Investors evaluating the CEOs and their teams should not only review their functional strengths, but also their ability to partner, transition from owner to leader, and ability build trust, influence, and lead the company. How does the current company relate to their customers? Do they have the presence to lead, influence, and create company culture? At the same time, as the business entity, obtaining funding is important and evaluating the funding team is even more critical. Here are three ways to measure the emotional intelligence of a team:
Strategic Planning & Self Control:
Growth must be conscious. It requires discipline, consistency, and purposeful thinking behind every action. A sound strategy executed well can yield high return on investment (ROI). Of course, during this process, stress levels can rise and the ability for self-control will become essential. As an investor, your time, energy, and other resources can become a burden, especially when the prospective partnering entity does not act with a purpose, does not establish clear objectives, nor understand true weaknesses. Stress management is key. Leading and driving a business is stressful. Stress tolerance affects the ability to be flexible and maintain self-control. When a person lacks self-control, his or her judgement and decision-making, under stress, can collapse. A person who acts erratically under duress may not be an ideal partner.

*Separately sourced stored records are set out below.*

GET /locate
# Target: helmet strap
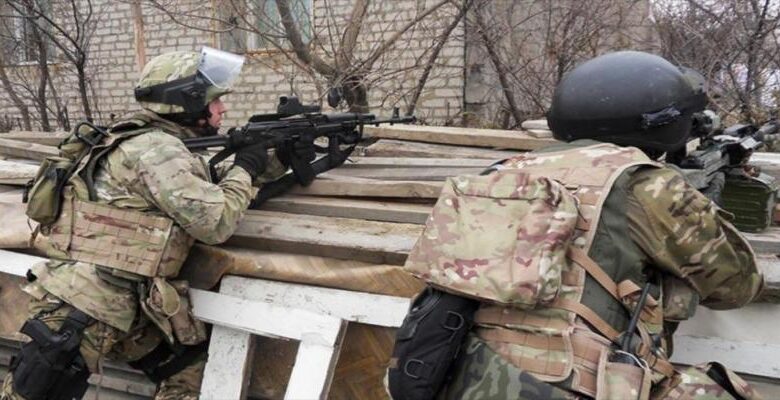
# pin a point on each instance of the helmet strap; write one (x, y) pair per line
(188, 93)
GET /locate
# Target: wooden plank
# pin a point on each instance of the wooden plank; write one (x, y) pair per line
(495, 138)
(32, 151)
(17, 264)
(264, 319)
(744, 339)
(350, 208)
(333, 185)
(400, 148)
(313, 372)
(351, 239)
(227, 368)
(352, 306)
(769, 265)
(37, 137)
(406, 162)
(540, 124)
(744, 357)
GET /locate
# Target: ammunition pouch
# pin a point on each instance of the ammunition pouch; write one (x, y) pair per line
(427, 344)
(43, 194)
(50, 367)
(165, 360)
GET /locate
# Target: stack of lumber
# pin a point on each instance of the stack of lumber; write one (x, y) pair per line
(352, 229)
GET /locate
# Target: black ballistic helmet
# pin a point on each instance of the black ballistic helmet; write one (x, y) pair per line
(628, 98)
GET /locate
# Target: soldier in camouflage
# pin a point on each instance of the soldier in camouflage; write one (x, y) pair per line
(639, 224)
(150, 199)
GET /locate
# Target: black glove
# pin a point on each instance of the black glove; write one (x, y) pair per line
(252, 159)
(301, 149)
(715, 188)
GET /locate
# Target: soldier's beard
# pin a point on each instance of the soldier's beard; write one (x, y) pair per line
(205, 130)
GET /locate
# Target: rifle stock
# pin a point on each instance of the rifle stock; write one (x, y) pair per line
(294, 122)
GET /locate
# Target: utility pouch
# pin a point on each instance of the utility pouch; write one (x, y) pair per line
(427, 343)
(501, 237)
(43, 194)
(50, 366)
(187, 329)
(618, 380)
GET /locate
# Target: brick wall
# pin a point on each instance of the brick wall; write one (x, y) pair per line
(113, 68)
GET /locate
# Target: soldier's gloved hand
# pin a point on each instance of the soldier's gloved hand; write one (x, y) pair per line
(253, 159)
(302, 150)
(715, 188)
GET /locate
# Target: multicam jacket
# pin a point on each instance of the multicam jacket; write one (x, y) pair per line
(153, 173)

Trust, connection, and collaboration are basic leadership skills. These skills help set the stage for the culture of a company that is innovative and strong. Secondly, leaders must be able to express themselves so that it motivates, inspires, and mobilizes the company to move forward. As an investor, building relationships through trust is an essential foundation for partnership. Being transparent, sharing information, and including others in the decision-making process, all create trust in a business relationship. However, an evolving cultural strategy should go hand in hand with the growth strategy. This ensures that teams understand what they are doing and the rationale for doing it. They will feel vested in the outcome and contribute to best practices to move the organization along. When business leaders empower a team, it is a signal to the team that they are valued and trusted. A CEO who lacks this ability to lead creates a company culture that is nebulous and static.
Customer Experience & Social Responsibility:
Think about customers and pipeline. The engagement strategy is a critical component to filling a funnel. From attraction, consideration, decision, and off-boarding, businesses are constantly trying to find ways to engage and keep clients. However, failure to understand their needs, listen to their pain points, and live up to the promised standards, can leave a lackluster feel about a business and brand. They, too, will lose respect for the business and look to other companies which will better cater to their needs, pains, and desires. As the customers’ tastes and preferences change, a leader must be able to assess the trends and create a customer experience that is true to its culture.
Social responsibility shows concern for the greater community without the expectation of something in return. Be a team player, serve, and act responsibly in all facets of life and business. How does a CEO and their team lead in this area of social responsibility? Is he or she giving back to help other people, his or her employees, and the community? In today’s environment, people are watching, and it matters.
Wise investors and investment management firms are sure to consider the right mix of skill, hard work, and resources of a prospective partner. It is common sense for them to also consider placing the same emphasis on valued behaviors than they do on performance.